The musical was given an overall positive review from Stephen Holden of The New York Times, saying: "The sequel's romance lends the sequel a warmth and sexiness that the original show lacked." Although the review continued to say, "The dialogue and line readings sometimes go completely flat." Holden added: "But in an odd way, the show's weaknesses seem inseparable from its strengths." He concluded by saying, "To attend either production of Mama with a typical audience made up largely of church groups, some of which have traveled hundreds of miles by chartered bus to be there, is to be indelibly reminded of the enduring power of that tradition."

===Born to Sing===
Born to Sing, the finale to the trilogy reveals the behind–the-scenes activities of Doris Winter's international tour along with her 15-year-old daughter.

===Mama, I Want to Sing, The Whole Story===
In the autumn of 1992, Mama, I Want to Sing, The Whole Story, a combination show featuring the storylines and music from both the shows, premiered in a 10-week tour in Japan.

===Mama, I Want to Sing: The Movie===
The 2011 adaptation of Mama, I Want to Sing! is inspired by the stage play and features brand new music.
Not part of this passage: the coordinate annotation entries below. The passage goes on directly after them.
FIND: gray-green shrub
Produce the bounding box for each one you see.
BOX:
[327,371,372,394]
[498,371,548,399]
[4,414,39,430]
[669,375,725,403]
The story revolves around Amara Winter who enters the pop music scene, causing conflict with her mother. She learns to pursue her dreams while both navigating the often treacherous celebrity world and trying to remain true to herself and her family. The film stars Ciara, Lynn Whitfield, Patti LaBelle, Billy Zane, Juanita Bynum, Hill Harper, and Vy and Ken's daughter, Ahmaya Knoelle. Vy Higginsen plays herself in a cameo role.